Pamela considered the question, then flicked the indicator to turn off to her apartment.
"She was barely alive," she said. "One side of her had lain in the light and she was burned badly, almost beyond recognition: her entire right side and that side of her face."
That beautiful white face was grotesque: the side that had lain in shadow was white, streaked with bloody tears, but the side that had been exposed was charred black, like her body. Ava's fingers – burned, tattered flesh through which Pamela could see the startling white of her bones – stroked Pamela's face and she'd felt the ash they'd left on her skin.
"She'd survived the day because of the smoke – there were fires all over the city, with so much smoke that it blocked out the sun. But there was enough daylight to burn her badly. She'd seen Birnbaum die and by the time Eric found her, she didn't want to heal. So Eric told me to stake her."

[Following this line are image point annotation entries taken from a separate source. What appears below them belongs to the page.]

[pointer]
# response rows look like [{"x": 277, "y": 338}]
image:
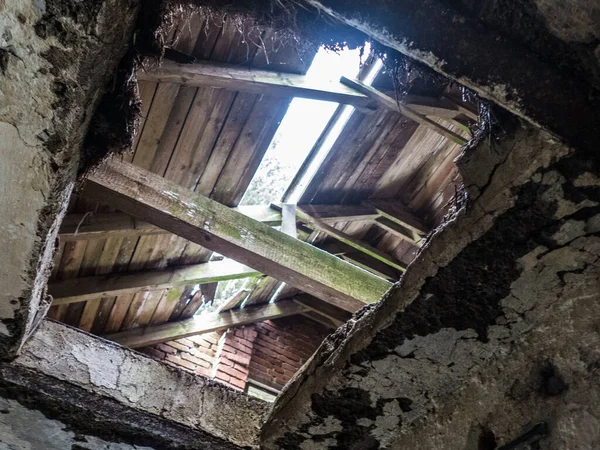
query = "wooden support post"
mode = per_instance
[
  {"x": 105, "y": 225},
  {"x": 87, "y": 288},
  {"x": 403, "y": 109},
  {"x": 207, "y": 323},
  {"x": 214, "y": 226}
]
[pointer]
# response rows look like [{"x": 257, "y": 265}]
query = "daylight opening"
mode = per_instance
[{"x": 300, "y": 129}]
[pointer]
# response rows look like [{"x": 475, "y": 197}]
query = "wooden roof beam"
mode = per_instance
[
  {"x": 404, "y": 109},
  {"x": 117, "y": 224},
  {"x": 87, "y": 288},
  {"x": 235, "y": 78},
  {"x": 206, "y": 323},
  {"x": 358, "y": 244},
  {"x": 244, "y": 79},
  {"x": 217, "y": 227}
]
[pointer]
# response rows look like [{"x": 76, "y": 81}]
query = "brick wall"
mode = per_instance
[
  {"x": 269, "y": 352},
  {"x": 195, "y": 354},
  {"x": 233, "y": 360},
  {"x": 281, "y": 347}
]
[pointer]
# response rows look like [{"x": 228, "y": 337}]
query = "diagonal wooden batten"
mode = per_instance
[
  {"x": 87, "y": 288},
  {"x": 254, "y": 81},
  {"x": 403, "y": 109},
  {"x": 351, "y": 241},
  {"x": 206, "y": 323},
  {"x": 214, "y": 226}
]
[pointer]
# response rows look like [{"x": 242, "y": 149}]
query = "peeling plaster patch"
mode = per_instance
[
  {"x": 139, "y": 382},
  {"x": 106, "y": 376},
  {"x": 329, "y": 425}
]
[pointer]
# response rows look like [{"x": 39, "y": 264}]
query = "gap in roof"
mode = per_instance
[{"x": 300, "y": 128}]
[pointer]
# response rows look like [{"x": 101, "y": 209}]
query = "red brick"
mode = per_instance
[
  {"x": 198, "y": 353},
  {"x": 203, "y": 372},
  {"x": 187, "y": 342},
  {"x": 224, "y": 360},
  {"x": 178, "y": 346},
  {"x": 232, "y": 372},
  {"x": 241, "y": 384},
  {"x": 241, "y": 368},
  {"x": 157, "y": 354},
  {"x": 166, "y": 349},
  {"x": 197, "y": 361},
  {"x": 201, "y": 341},
  {"x": 220, "y": 375},
  {"x": 240, "y": 358},
  {"x": 181, "y": 362},
  {"x": 228, "y": 349}
]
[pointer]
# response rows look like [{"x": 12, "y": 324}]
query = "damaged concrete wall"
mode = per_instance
[
  {"x": 525, "y": 56},
  {"x": 491, "y": 330},
  {"x": 23, "y": 428},
  {"x": 55, "y": 58},
  {"x": 223, "y": 417}
]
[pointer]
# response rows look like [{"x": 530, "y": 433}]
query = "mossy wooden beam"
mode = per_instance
[
  {"x": 206, "y": 323},
  {"x": 104, "y": 225},
  {"x": 201, "y": 220},
  {"x": 351, "y": 241},
  {"x": 83, "y": 289},
  {"x": 404, "y": 109}
]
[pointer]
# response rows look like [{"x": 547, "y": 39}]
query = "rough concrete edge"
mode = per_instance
[
  {"x": 137, "y": 381},
  {"x": 488, "y": 178}
]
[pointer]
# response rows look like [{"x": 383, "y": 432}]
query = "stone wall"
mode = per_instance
[
  {"x": 490, "y": 332},
  {"x": 269, "y": 352},
  {"x": 55, "y": 59}
]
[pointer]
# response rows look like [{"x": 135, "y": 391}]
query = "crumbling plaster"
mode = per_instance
[
  {"x": 507, "y": 289},
  {"x": 25, "y": 429},
  {"x": 55, "y": 58},
  {"x": 136, "y": 381},
  {"x": 511, "y": 53}
]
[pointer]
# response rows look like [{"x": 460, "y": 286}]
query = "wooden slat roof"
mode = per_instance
[{"x": 212, "y": 141}]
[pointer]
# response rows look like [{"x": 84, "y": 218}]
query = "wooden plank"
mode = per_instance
[
  {"x": 351, "y": 241},
  {"x": 253, "y": 81},
  {"x": 230, "y": 233},
  {"x": 401, "y": 231},
  {"x": 83, "y": 227},
  {"x": 208, "y": 295},
  {"x": 394, "y": 211},
  {"x": 405, "y": 110},
  {"x": 82, "y": 289},
  {"x": 336, "y": 315},
  {"x": 340, "y": 213},
  {"x": 206, "y": 323}
]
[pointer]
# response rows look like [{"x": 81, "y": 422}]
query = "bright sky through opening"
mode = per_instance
[{"x": 299, "y": 130}]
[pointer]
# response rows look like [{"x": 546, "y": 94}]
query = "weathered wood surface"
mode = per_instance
[
  {"x": 403, "y": 109},
  {"x": 77, "y": 227},
  {"x": 351, "y": 241},
  {"x": 88, "y": 288},
  {"x": 206, "y": 324},
  {"x": 214, "y": 226},
  {"x": 254, "y": 81}
]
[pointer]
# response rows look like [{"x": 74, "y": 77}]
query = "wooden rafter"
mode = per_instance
[
  {"x": 404, "y": 109},
  {"x": 87, "y": 288},
  {"x": 142, "y": 337},
  {"x": 243, "y": 79},
  {"x": 214, "y": 226},
  {"x": 255, "y": 81},
  {"x": 351, "y": 241}
]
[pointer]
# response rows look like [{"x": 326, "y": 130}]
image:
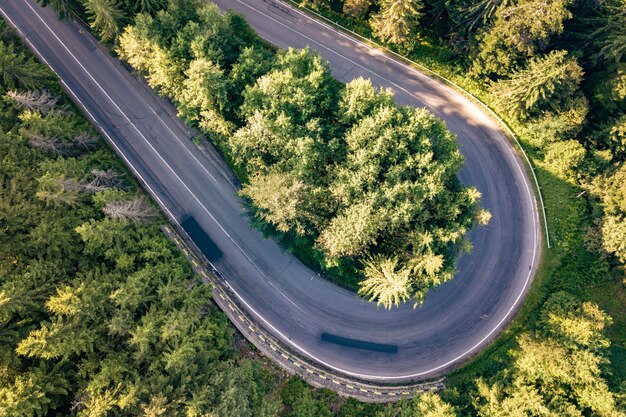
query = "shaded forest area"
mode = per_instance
[
  {"x": 563, "y": 356},
  {"x": 360, "y": 187}
]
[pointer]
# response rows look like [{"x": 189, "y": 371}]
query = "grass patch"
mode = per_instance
[{"x": 568, "y": 265}]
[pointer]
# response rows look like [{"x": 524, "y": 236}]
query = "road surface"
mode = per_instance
[{"x": 316, "y": 318}]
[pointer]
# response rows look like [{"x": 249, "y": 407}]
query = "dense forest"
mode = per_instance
[
  {"x": 74, "y": 343},
  {"x": 357, "y": 183}
]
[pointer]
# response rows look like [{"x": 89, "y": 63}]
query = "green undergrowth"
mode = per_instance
[{"x": 568, "y": 265}]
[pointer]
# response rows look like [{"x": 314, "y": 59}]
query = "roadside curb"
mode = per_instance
[{"x": 271, "y": 347}]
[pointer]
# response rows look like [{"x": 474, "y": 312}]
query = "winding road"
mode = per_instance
[{"x": 327, "y": 324}]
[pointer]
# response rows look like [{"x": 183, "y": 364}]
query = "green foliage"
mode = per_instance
[
  {"x": 397, "y": 20},
  {"x": 105, "y": 17},
  {"x": 97, "y": 316},
  {"x": 18, "y": 70},
  {"x": 558, "y": 371},
  {"x": 548, "y": 84},
  {"x": 519, "y": 32},
  {"x": 610, "y": 38}
]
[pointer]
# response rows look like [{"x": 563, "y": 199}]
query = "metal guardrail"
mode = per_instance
[{"x": 369, "y": 43}]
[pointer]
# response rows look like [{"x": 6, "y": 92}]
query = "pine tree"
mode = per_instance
[
  {"x": 106, "y": 16},
  {"x": 397, "y": 20},
  {"x": 549, "y": 84},
  {"x": 385, "y": 283}
]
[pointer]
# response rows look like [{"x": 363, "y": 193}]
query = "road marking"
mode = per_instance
[{"x": 147, "y": 141}]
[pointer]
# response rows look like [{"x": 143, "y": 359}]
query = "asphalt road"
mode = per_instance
[{"x": 330, "y": 325}]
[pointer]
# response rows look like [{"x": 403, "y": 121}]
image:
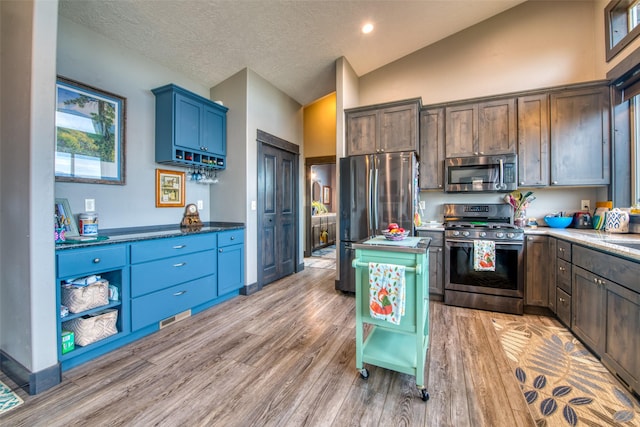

Maggie gulped, her face aghast.
"It was my duty," Pamela said stiffly. "She was my friend. She was the first vampire I staked, but the only one I have ever staked for mercy."
There was silence in the car. Pamela pressed a button to lower the window and swiped her key-card at the scanner. The door to the apartment complex's underground car-park rose smoothly and she drove in. She swung neatly into her parking space and turned off the ignition.
"That night we walked away, Eric and I. We literally walked away from that house, walked out of the city with nothing but the clothes on our backs. We passed by mangled bodies with little children crying next to them still in their nightclothes. We picked our way over the debris of buildings that was blocking roads. We skirted raging fires, we crossed deep gashes in the earth that had been bridged by planks or doors from ruined houses. I was hungry, my legs hadn't fully healed and I needed blood but Eric would not let me feed – and God knows we passed enough pitiful, bleeding humans as we walked away. But he said that they had suffered enough without us preying on them like vultures on the dead."
Maggie was looking at her, her blue eyes serious. The neon lights of the car park made her pale skin almost as white as Pamela's own.
"At dawn we went to ground in the cellar of a barn on a farm outside the city and fed from the farmer who found us the following night. We walked till we reached a town called Antioch and from there we organised our journey to the East Coast. We were in New York till Eric left for Germany in the 1930s."
She opened the car door and got out. Maggie followed her, grabbing her bag off the back seat.
"I understand, Pam," she said as she caught up. "I know what he means to you, I really do."
"He's my maker," she said shortly.
"You think he's your saviour," Maggie returned.
Pamela tsk-tsked as she opened the door to the stairwell.
"Honestly, Maggie," she said with a lightness she did not feel. "Don't be so dramatic."